The results of these studies are summarized in Table 2 All models with the exception of RF had MAE values of approximately 0.2, and Kendall τ and S(0) values approximating 0.6. Similar to the results with 2D descriptors, the RF model had a lower MAE and higher Kendall τ and S(0) values.

Table 2 Summary of 3D model performance

Examination of the SCI values shows that RF had a value of 0.99, suggesting that this model was excellent at predicting edges. All other models had SCI values between 0.65 and 0.9 with the exception of PLS with a value of 0.13. Examination of the SALI curves (Figure 5a) reveals a qualitative difference in the curves models tested 2D vs. 3D descriptors. Whereas the curves from models with 2D descriptors differed across the entire range of X values, the models based on 3D descriptors showed large differences at X values between 0 and 0.4, then reached S(X) = 1 at larger values of X. This suggests that the ADMET Predictor 3D descriptors significantly improve the predictability of models across the entire range of X, particularly at large SALI values and in the case of efflux, should be included when possible.

Figure 5
figure 5

SALI Curves for Efflux Prediction Data Generated using 3D Descriptors. 1a, Training Set; 1b, Test Set; 1c, Prospective Set.

Test sets

Based on MAE, all models were generally similar, with KPLS showing a slightly greater inaccuracy. Kendall τ values suggested that ANNE and RF had slightly better performance, while KPLS performance was somewhat less optimal. As with all of the data sets, the S(0) values agreed with the Kendall τ values. In contrast to the statistical and S(0) values, the SCI results showed a wide range of values. Thus, ANNE, SVM and MLR appear to be superior to all of the other models; PLS had a somewhat lower quality, while RF and K PLS were poor in their quality. Examination of the SALI curves (Figure 5b) demonstrated the reason for the differences in model quality. All models reached S(X) = 0 at an X of approximately 0.1. ANNE, SVM and MLR increased to S(X) = 1 as X increased to 0.25, while PLS S(X) reached 1 at X = 0.35. However, at an X of 0.15, both RF and KPLS were at or below 0 (random ordering of compound pairs across the SALI edges) and attained -1 by X = 0.3. Thus, over most of the SAL I space, both RF and KPLS mispredicted the order across the edges.

Prospective sets

The same prospective compound set used to evaluate the 2D model performance was used as a benchmark for the 3D models. These results indicate that all models with the exception of MLR had comparable performance base d on MAE, Kendall τ and S(0) values. In fact, these values were almost identical across the models. In contrast, MLR had markedly worse performance for these parameters. The MAE value was about twice that of the other models. The SCI curves (Figure 5c) indicated that all models reached an S(X) = 0 at some point; only KPLS returned to positive S(X) values and reached 1 at X = 0.4. All other models had negative S(X) values across most of the X range. These results indicate that only KPLS was capable of correctly rank ordering compounds in this prospective data set; the other models mispredicted the order.

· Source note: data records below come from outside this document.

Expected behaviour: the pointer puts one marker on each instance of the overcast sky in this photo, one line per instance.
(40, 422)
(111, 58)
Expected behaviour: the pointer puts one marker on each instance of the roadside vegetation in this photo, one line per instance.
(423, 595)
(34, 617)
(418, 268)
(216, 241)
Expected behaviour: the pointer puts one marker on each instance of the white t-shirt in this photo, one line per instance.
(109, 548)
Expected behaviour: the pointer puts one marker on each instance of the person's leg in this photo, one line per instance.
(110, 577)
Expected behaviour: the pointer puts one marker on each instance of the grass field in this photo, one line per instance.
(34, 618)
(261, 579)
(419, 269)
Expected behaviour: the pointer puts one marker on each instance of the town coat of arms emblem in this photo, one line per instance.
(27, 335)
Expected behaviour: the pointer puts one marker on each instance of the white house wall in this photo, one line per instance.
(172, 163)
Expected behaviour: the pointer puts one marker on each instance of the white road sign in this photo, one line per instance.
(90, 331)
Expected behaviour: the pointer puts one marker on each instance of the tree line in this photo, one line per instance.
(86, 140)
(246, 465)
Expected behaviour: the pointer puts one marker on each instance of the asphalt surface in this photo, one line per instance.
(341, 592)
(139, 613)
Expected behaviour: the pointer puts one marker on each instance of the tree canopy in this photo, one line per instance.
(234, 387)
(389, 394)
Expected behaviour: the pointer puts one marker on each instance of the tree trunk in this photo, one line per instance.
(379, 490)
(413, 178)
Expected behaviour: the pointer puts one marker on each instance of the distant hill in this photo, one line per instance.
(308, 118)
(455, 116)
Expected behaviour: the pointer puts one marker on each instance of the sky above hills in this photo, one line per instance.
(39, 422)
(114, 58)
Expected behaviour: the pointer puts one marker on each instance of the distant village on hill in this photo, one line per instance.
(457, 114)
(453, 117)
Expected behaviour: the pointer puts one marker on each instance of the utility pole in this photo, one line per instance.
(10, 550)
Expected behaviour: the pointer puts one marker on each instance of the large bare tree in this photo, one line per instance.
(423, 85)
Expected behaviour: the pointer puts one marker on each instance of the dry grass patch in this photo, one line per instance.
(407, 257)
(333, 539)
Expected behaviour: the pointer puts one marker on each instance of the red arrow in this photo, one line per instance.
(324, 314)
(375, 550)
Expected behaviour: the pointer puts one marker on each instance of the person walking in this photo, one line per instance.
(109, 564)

Standard approaches to the evaluation of prediction model quality entail the examination of overall statistical properties, such as RMSE, MAE and Kendall τ. While these approaches will provide an overall view of how the model may perform across the entire span of chemical space, they do little to define the quality of the model within the predictive space being examined. As a consequence, one's decision regarding the best model to use will be based on incomplete information about how and where best to use the model. In particular, one will have no knowledge as to whether the model works only in the "linear" range of the prediction space or will be able to effectively extrapolate out to more "nonlinear" regions when activity cliffs are present. Using the SALI approach, one obtains both a qualitative (graphical) and quantitative (SCI, S(0), S(1)) assessment of the model performance enabling better utilization and confidence in the predictive power of the models.

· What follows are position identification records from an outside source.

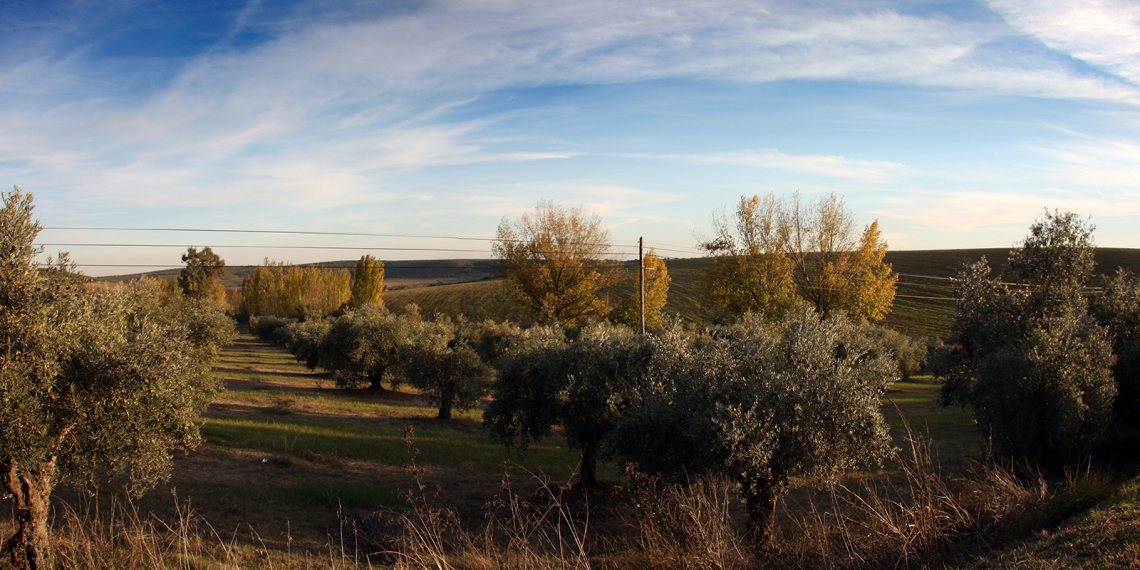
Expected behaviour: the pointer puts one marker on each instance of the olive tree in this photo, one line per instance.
(1117, 308)
(555, 263)
(442, 363)
(581, 385)
(763, 404)
(107, 380)
(364, 344)
(1028, 359)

Based on standard statistical measures (MAE, Kendall τ), the performance of various prediction approaches (with the exception of RF) on the training sets with 2D descriptors was largely similar. Thus, to predict exact values, any of the models would suffice. However, The SCI revealed marked differences in performance when the goal is rank ordering of compound pairs, a very useful comparison when predicting in novel chemical space to instruct drug discovery. Because MLR and RF showed very high SCI values, either of these two models would be expected to be useful for predicting efflux. At the other extreme, the neural net model built using a random selection method for the training and test sets would not be expected to be useful, since this model was unable to accurately rank order compounds across the SALI edges. In addition, these results suggest that the selection of the training and test sets significantly impacts the quality of the resultant prediction model as would be anticipated from general predictive modeling experience.

When evaluating prediction models, test set data are typically used to assess model performance with unknowns. The test set standard statistical results had similar though slightly lower quality results that those ob served with the training sets. Based on these results, choosing which model performed better would be difficult, since all seem to have similar prediction accuracy. However, the SCI clearly differentiates the model performance. ANNE Random is expected to be significantly inferior to all other models, in agreement with the results seen with the training sets. ANNE and PLS, while acceptable, are of lower quality than the remaining models. Based on the combined training and test set results, it can be concluded that MLR and RF would be expected to perform best within this prediction space.

One weakness in the particular data used for model building was that the training set and test set compounds generally came from the same chemical series. Ideally one would want compounds from outside of the chemical space than that used to build the model to better assess model performance. In an effort to address this concern, compounds from different chemical series were chosen as a prospective test set. In this case, exclusion of compounds which were identified by the prediction software as outside of the prediction space was found to result in an improvement in the calculated model performance values, indicating that the prediction software accurately identified the limits of its predictive ranges. With the 2D descriptors, the standard statistical measures did demonstrate differences in model performance. KPLS had the best overall accuracy while MLR had the worst with all others being similar. The Kendall τ and S(0) values were approximately 0.35 for all models except MLR, where they were about 0.15. However, this was not the case with rank ordering. Neither KPLS, MLR nor neural nets with AZ descriptors was effective at rank ordering compounds while neural nets with ADMET descriptors, SVM and PLS were effective.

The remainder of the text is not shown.